Unhappyyear1 · 30/09/2017 13:29

Sack the therapist.

She's promoting contact unsupervised of your DC with someone who failed to protect you from abuse.

I'd actually consider reporting therapist to any governing body too.

Blodplod · 30/09/2017 13:58

I think I would have had very limited contact and not allowed unsupervised visits after the slapping of the legs incident. If she demonstrates in public how easily she can lose her temper and strike out, I can only imagine what she must do in private. I personally wouldn't be letting the chance of that happen again.
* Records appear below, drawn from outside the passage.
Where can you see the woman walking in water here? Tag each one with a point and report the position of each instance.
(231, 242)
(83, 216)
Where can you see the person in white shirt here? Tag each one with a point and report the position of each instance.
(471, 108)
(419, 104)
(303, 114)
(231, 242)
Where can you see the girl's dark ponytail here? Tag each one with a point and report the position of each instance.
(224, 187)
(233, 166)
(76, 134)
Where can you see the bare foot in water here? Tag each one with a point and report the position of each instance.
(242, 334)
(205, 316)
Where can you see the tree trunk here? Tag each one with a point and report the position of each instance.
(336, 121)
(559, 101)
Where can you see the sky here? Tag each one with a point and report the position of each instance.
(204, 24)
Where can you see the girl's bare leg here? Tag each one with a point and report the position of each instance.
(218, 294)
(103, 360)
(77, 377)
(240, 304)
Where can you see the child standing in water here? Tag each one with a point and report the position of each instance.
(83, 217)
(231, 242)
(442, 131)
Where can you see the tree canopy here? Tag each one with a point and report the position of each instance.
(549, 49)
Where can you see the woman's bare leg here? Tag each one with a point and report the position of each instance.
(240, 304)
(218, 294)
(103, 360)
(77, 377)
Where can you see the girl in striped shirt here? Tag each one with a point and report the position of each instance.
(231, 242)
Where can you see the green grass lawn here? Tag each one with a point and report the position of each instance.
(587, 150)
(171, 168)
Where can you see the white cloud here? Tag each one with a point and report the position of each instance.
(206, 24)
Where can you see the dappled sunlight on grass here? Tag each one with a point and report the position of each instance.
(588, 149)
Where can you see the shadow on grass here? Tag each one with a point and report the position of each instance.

Nanny0gg · 30/09/2017 13:59

Based on what you've said I would suggest:
1. ditching the therapist
2. going no contact with your mother - she failed you, and you nowneed to look after yourself and your family. Her feelings have nothing to do with you given she has shown absolutely no regard for yours.*

^^This

springydaffs · 30/09/2017 14:02

While sometimes abusive people are abusive through and through, most often abusive people are abusive sometimes. I don't think it's helpful to demonise people who have hurt us bcs of what is almost always the result of their own damage.

There is such a broad spectrum of abusive behaviours - and intent - it is not helpful to assume the person who hurt us is a narc. A true narc is very rare. Yes, in some instances it is entirely appropriate to cut off an abusive parent but the (vast) majority of the time it isn't appropriate in the long term. Our parents made some awful mistakes (guess what, so will we) - it takes a lot of work to work out what is what ; and this can take time. It took me many years.
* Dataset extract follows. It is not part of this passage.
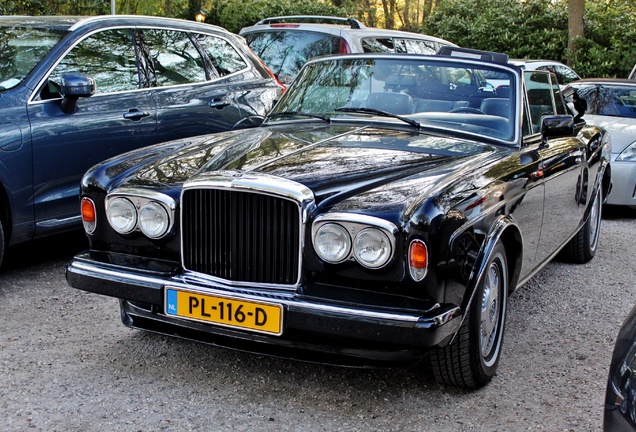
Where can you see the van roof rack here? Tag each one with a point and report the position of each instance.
(452, 51)
(320, 19)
In the meantime it's not appropriate for your therapist to be so directive. For the time being you are not comfortable doing the handovers, so don't do them.
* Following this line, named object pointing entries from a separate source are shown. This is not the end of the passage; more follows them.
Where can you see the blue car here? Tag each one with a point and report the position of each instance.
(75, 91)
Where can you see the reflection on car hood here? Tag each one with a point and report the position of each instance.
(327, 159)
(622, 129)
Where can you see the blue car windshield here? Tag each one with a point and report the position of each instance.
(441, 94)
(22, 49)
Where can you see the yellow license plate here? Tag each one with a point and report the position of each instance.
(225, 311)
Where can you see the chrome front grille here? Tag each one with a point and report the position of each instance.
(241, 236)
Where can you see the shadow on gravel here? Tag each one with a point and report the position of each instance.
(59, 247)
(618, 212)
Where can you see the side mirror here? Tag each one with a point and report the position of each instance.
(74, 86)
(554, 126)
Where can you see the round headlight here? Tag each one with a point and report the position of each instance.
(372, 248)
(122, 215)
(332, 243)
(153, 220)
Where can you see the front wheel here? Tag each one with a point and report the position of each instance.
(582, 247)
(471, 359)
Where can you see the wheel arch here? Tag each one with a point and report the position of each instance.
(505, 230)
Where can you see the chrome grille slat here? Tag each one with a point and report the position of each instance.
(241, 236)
Healing from childhood stuff is a lifetime's work. While we can't help blaming it isn't actually helpful for our healing in the long run. We may be full of rage and blame but that needn't last forever as a rock solid conclusion to what happened to us.

ChocolatePHD · 30/09/2017 14:46

I sent her a text saying ds is ill to get out of tomorrow and then I will think about how to handle life after that. Thanks for the thoughts everybody. If anyone has any idea what I can say to her from here on or how to stop feeling guilty I'd much much appreciate it.

OP posts:
AutumnRose8 · 30/09/2017 15:01

This is not the action of a good therapist. She is there to guide you through the process of exploring and focussing, on whatever will empower you into making the right choices, to improve your life. What she is telling you to do may seem like a small thing, but in fact her even suggesting this indicates that she has missed the entire crux of the situation. Change your therapist.